Bucking global trend, Aussie renewable energy jobs continue to decline

Employment in Australia’s renewables industry continues to decline, according to new data, bucking the global trend of jobs growth the renewable energy sector.

The latest jobs data from the Australian Bureau of Statistics shows employment in renewable energy activity fell by 3 per cent from 2013-14 to 2014-15 continuing on a downward trajectory that started after employment in solar energy peaked at 14,350 in 2011-12. The total job fall over that time is 27 per cent.

Clean Energy Council Chief Executive Kane Thornton said the slump was “hardly surprising”, given the long period of investment uncertainty weathered by the renewable energy industry during the review of the national Renewable Energy Target.

“The ABS figures show a drop of almost 500 jobs in the 2014/15 financial year compared to the one before, and clearly show the importance of policy stability,” Thornton said.

New RET legislation supported by both major parties was passed in June 2015, which is right at the end of the period these new ABS figures are tracking. A lot has changed since then, and confidence is growing across the sector after a challenging few years.

But a lobby group for the solar industry – which accounts for 59 per cent of all renewable energy jobs in Australia – has expressed concern that the uncertainty created during the Abbott era of Coalition government has not yet cleared, despite the change of prime minister.
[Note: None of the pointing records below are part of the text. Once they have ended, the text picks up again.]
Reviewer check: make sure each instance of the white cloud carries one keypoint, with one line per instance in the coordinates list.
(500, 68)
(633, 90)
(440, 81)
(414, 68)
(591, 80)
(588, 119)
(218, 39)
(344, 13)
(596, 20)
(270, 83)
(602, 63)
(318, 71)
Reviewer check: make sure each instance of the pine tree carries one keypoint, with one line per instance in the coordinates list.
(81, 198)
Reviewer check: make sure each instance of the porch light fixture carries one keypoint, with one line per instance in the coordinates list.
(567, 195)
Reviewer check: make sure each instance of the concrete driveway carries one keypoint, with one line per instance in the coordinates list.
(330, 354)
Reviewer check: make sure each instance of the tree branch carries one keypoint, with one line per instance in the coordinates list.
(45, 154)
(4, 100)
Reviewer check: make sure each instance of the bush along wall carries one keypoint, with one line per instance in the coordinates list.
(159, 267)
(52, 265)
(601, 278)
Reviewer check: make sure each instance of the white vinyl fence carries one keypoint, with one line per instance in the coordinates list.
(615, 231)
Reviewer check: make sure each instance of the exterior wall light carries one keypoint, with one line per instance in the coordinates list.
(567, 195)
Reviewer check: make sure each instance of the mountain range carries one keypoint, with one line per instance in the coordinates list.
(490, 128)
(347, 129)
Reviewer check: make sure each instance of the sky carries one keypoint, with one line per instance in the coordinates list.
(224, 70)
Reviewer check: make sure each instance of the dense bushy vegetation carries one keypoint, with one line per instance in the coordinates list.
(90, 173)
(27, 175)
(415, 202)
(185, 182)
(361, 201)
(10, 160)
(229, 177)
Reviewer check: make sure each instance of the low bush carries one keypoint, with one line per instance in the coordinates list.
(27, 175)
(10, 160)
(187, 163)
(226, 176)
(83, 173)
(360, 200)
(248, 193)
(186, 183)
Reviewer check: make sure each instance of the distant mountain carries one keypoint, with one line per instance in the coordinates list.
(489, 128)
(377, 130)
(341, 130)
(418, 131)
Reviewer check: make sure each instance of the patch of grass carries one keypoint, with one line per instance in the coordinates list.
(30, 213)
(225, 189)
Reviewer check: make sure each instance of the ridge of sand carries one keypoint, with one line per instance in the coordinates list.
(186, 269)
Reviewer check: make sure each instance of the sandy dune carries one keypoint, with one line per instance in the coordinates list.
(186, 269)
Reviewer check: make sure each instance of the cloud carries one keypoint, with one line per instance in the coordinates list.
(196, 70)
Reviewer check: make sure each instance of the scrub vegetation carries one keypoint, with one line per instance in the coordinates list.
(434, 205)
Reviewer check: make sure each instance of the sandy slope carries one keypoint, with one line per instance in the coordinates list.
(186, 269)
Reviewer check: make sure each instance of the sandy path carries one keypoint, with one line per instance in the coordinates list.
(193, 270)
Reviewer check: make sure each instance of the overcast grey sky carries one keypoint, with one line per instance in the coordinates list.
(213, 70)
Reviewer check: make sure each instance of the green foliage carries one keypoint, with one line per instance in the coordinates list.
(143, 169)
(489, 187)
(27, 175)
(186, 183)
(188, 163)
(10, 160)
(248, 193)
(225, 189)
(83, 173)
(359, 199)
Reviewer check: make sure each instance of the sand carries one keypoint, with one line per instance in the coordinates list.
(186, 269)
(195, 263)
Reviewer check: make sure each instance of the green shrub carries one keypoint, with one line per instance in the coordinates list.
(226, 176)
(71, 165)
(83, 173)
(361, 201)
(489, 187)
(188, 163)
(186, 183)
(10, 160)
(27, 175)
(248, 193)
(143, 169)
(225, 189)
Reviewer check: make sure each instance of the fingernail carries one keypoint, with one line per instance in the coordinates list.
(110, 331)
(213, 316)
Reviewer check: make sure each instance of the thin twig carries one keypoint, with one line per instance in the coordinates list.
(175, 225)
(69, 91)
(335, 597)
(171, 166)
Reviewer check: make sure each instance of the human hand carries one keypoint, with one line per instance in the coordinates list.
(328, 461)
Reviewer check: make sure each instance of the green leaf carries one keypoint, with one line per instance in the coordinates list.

“The Australian renewable industry is still being held back by uncertainty over government policy and investment,” said Solar Citizens’ Claire O’Rourke in a statement on Tuesday.

“If the federal government is serious about making job creation and a healthy economy a priority, then it can’t pass on this massive opportunity in solar and renewables,” she said.

The CEC’s Thornton, meanwhile, is confident Australia’s renewables sector is on the up and up.

“We are gearing up for an intense period of delivering large-scale projects such as wind and solar power plants between now and the end of the decade, which will create more jobs and investment in regional areas of the country.

“Obviously we’re still a long way down on the industry peak in 2011-12, but we are looking forward to lots of construction activity under the RET in the coming years.”